But here’s something that nobody tells you before you bring children into this world. It helps to learn “how to be fast on your feet.” And I don’t mean when working the dance floor. It doesn’t matter if I’m dealing with a child, a customer, or that rude lady waiting behind me at the checkout counter, I’m always three days late with a quick answer that puts a stop to the conversation that needs to be stopped. And, 99 percent of the time, three days is just too long. I have yet to meet the person who appreciates the phone call that starts with, “And this is what I MEANT to say to you three days ago!”

My ten-year-old daughter came home from school last week and asked me if it would be OK for her to start shaving her legs.
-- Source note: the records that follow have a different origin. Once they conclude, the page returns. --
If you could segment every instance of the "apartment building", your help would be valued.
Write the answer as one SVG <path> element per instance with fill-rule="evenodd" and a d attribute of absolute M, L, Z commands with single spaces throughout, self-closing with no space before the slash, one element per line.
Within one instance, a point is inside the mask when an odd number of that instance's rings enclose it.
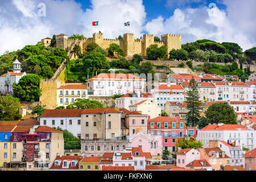
<path fill-rule="evenodd" d="M 94 96 L 110 96 L 143 92 L 146 79 L 131 74 L 101 73 L 87 80 L 87 89 Z"/>
<path fill-rule="evenodd" d="M 241 125 L 208 125 L 198 131 L 197 140 L 202 142 L 204 148 L 209 147 L 210 140 L 235 142 L 237 147 L 253 149 L 255 147 L 255 130 L 251 130 Z"/>
<path fill-rule="evenodd" d="M 250 86 L 239 81 L 212 81 L 216 86 L 216 101 L 249 101 Z"/>
<path fill-rule="evenodd" d="M 168 101 L 182 102 L 184 101 L 185 92 L 180 85 L 174 85 L 167 82 L 166 85 L 160 85 L 151 90 L 155 98 L 158 101 L 158 105 L 161 107 L 161 111 L 164 111 L 164 106 Z"/>
<path fill-rule="evenodd" d="M 67 107 L 77 98 L 88 98 L 85 85 L 61 85 L 57 89 L 57 106 Z"/>
<path fill-rule="evenodd" d="M 67 130 L 81 138 L 81 114 L 84 109 L 46 110 L 40 117 L 40 125 Z"/>

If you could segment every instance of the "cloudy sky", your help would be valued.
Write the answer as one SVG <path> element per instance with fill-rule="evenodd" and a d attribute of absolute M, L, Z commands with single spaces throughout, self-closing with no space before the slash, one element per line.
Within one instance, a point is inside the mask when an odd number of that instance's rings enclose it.
<path fill-rule="evenodd" d="M 1 0 L 0 55 L 53 34 L 98 31 L 106 38 L 179 34 L 182 43 L 209 39 L 245 51 L 256 46 L 255 11 L 255 0 Z"/>

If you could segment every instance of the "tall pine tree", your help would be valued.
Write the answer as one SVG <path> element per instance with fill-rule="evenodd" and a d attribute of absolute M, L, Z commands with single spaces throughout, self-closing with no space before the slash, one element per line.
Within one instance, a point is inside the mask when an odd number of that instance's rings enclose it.
<path fill-rule="evenodd" d="M 186 116 L 187 125 L 195 126 L 197 125 L 200 118 L 200 110 L 202 109 L 201 102 L 199 100 L 199 98 L 198 84 L 192 76 L 185 97 L 187 109 L 188 110 Z"/>

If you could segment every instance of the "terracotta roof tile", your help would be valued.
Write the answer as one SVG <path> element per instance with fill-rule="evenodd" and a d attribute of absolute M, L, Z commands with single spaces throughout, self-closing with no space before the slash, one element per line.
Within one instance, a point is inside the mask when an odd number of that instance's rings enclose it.
<path fill-rule="evenodd" d="M 49 109 L 46 110 L 41 118 L 77 117 L 84 109 Z"/>
<path fill-rule="evenodd" d="M 135 171 L 134 166 L 102 166 L 102 171 Z"/>
<path fill-rule="evenodd" d="M 86 89 L 85 85 L 61 85 L 58 89 Z"/>

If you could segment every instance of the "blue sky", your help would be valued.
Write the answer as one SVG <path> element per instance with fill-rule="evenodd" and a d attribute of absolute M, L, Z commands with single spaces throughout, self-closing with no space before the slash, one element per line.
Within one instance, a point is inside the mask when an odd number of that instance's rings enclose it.
<path fill-rule="evenodd" d="M 0 55 L 53 34 L 89 38 L 99 31 L 109 39 L 181 34 L 183 44 L 207 39 L 237 43 L 245 51 L 256 47 L 255 12 L 255 0 L 1 0 Z M 99 26 L 93 27 L 95 20 Z"/>

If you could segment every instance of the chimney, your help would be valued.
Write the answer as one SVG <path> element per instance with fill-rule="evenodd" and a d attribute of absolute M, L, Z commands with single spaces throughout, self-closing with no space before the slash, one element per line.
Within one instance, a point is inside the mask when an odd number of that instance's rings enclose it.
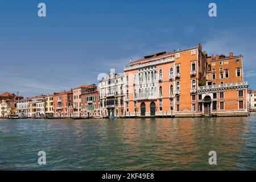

I simply said NO. And maybe that should have been the end of it. But when she asked why, it would have been nice if I had prepared a succinct answer that went,”Because *fill in the blank here with a great parable, metaphor, or analogy* The End. “But I wasn’t ready. In my defense, I didn’t think the shaving question was going to happen for, like, another three YEARS. And so, like so many other times, she caught me unaware and the best answer I could come up with was, “Because I said so.”

Don’t get me wrong. I think “Because I said so” is an EXCELLENT answer sometimes. Like when she looks over at me and goes, “Aww, come on. Why do I have to put it back on Oprah?” “Hmmm…. Let me think here a minute. Because I said so!” But the shaving thing. This was kind of important. I felt like she deserved a better answer.

So I gave it the usual three days and here’s what I came up with — There isn’t a PRACTICAL reason why it is a good idea. But there are several IMPRACTICAL reasons why it’s a bad one. Sure, her ten-year-old legs would look less hairy. But, practically speaking, there’s nothing WRONG with the hair being there. There is no medical reason for the hair to be gone. There is no school that she’s trying to get into which requires hairless legs. I haven’t come across any new studies that say shaving legs increases intelligence or improves soccer skills in young girls. From what I can tell, it doesn’t do anything for compassion or world peace, either.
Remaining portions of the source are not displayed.